UAC-0099

UAC-0099 is a Russia-aligned cyberespionage threat actor tracked by CERT-UA that has been active against Ukraine since at least 2022, with reporting also describing activity beginning in the second half of 2022. The group targets Ukrainian state authorities, government agencies, the Defense Forces, and enterprises in the defense-industrial complex, and has also targeted Ukrainian employees working for companies outside Ukraine. CERT-UA and related reporting describe UAC-0099 as regularly conducting cyberespionage operations and having gained unauthorized remote access to dozens of local computers.

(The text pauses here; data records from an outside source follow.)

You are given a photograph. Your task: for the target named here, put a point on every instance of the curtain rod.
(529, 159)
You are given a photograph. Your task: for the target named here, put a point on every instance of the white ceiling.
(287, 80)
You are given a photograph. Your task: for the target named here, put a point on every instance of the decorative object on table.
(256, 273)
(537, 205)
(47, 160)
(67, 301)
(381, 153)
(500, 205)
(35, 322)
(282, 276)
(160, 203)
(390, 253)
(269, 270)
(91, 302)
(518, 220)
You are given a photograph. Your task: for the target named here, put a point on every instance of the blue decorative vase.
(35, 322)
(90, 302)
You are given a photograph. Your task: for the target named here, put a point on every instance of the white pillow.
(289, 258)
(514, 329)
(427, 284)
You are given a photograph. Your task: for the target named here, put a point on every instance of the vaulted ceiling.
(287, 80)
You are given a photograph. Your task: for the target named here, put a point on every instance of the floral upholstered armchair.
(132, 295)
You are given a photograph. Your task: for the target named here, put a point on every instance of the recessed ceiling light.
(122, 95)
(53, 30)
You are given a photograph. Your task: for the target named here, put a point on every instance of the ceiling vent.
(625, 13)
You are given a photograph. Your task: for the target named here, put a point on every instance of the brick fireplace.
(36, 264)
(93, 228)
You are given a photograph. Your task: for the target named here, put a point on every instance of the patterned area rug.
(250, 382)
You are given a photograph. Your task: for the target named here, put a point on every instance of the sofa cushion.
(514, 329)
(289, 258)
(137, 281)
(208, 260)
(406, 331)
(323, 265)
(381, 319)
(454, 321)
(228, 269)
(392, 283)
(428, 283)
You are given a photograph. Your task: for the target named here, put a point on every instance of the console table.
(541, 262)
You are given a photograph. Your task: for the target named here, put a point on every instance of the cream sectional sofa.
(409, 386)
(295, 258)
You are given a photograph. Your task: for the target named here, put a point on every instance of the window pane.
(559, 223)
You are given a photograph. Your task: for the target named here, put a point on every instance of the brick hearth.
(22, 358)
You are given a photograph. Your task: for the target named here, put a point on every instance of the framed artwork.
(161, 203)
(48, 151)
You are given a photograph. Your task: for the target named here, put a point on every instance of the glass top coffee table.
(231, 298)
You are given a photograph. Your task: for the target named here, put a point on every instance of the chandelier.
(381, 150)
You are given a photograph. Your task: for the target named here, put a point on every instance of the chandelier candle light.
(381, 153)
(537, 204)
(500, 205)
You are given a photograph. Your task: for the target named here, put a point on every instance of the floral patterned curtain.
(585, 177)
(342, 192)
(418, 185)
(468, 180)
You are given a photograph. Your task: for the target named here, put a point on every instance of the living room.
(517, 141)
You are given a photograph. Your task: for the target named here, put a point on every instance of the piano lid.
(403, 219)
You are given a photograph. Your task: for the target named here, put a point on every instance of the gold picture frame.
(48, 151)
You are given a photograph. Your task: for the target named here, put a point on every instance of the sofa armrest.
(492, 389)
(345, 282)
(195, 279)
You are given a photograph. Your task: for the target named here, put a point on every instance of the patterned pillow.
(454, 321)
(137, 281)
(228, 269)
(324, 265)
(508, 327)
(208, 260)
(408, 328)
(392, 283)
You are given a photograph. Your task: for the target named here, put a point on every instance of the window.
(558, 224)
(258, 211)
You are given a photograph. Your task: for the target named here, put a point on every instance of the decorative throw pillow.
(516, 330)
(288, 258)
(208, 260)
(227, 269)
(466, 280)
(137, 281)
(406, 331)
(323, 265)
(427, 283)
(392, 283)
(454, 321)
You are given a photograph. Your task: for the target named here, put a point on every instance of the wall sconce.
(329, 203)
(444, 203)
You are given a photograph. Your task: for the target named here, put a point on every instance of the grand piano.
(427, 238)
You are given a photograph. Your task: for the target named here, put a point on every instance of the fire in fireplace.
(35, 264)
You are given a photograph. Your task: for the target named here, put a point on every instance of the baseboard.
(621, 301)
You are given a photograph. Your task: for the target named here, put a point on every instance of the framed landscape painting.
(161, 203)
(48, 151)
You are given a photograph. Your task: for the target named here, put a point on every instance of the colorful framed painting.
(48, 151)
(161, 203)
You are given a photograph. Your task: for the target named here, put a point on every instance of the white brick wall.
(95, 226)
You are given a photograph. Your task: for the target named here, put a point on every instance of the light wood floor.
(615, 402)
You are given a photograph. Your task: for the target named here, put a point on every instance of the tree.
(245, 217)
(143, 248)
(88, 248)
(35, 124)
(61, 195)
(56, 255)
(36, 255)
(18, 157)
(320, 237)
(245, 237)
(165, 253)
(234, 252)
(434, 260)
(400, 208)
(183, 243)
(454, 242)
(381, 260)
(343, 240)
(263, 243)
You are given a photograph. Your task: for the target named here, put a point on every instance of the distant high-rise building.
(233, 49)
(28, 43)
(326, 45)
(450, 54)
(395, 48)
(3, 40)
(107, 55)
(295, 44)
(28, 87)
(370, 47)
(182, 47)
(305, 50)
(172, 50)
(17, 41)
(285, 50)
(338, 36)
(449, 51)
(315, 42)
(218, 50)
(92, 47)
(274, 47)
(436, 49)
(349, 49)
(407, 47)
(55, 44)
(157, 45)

UAC-0099 primarily uses phishing for initial access, including spearphishing and court-summons-themed lures sent via UKR.NET. Campaigns use links to legitimate file-hosting services, sometimes shortened, that deliver double-archive payloads containing HTA files. Execution triggers obfuscated VBScript and PowerShell activity, including creation of scheduled tasks such as PdfOpenTask and persistence mechanisms used to deploy malware. The group has used and updated multiple malware families, including LONEPAGE in earlier activity and, more recently, the MATCHBOIL loader, MATCHWOK backdoor, and DRAGSTARE stealer. MATCHBOIL is described as a C# loader that fingerprints hosts, communicates with C2 using collected system data in HTTP headers, retrieves additional payloads, and establishes persistence via scheduled tasks. MATCHWOK is a C# backdoor that executes PowerShell commands, compiles .NET code at runtime, exfiltrates results over HTTPS, receives AES-256-encrypted commands hidden in script tags, and includes anti-analysis checks for tools such as IDA, Wireshark, and Procmon. DRAGSTARE is a C# infostealer/stealer that collects system information, browser data including credentials and cookies, screenshots, and selected files such as documents and PDFs, and uses persistence and anti-VM or anti-analysis techniques. Reporting also states that UAC-0099 has supported Sandworm by conducting initial access operations against targets in Ukraine and then handing off validated targets for follow-up activity, including in some Sandworm wiper attacks. This collaboration is described as uncommon but observed in 2025. Known alias in the provided content: uac_0099.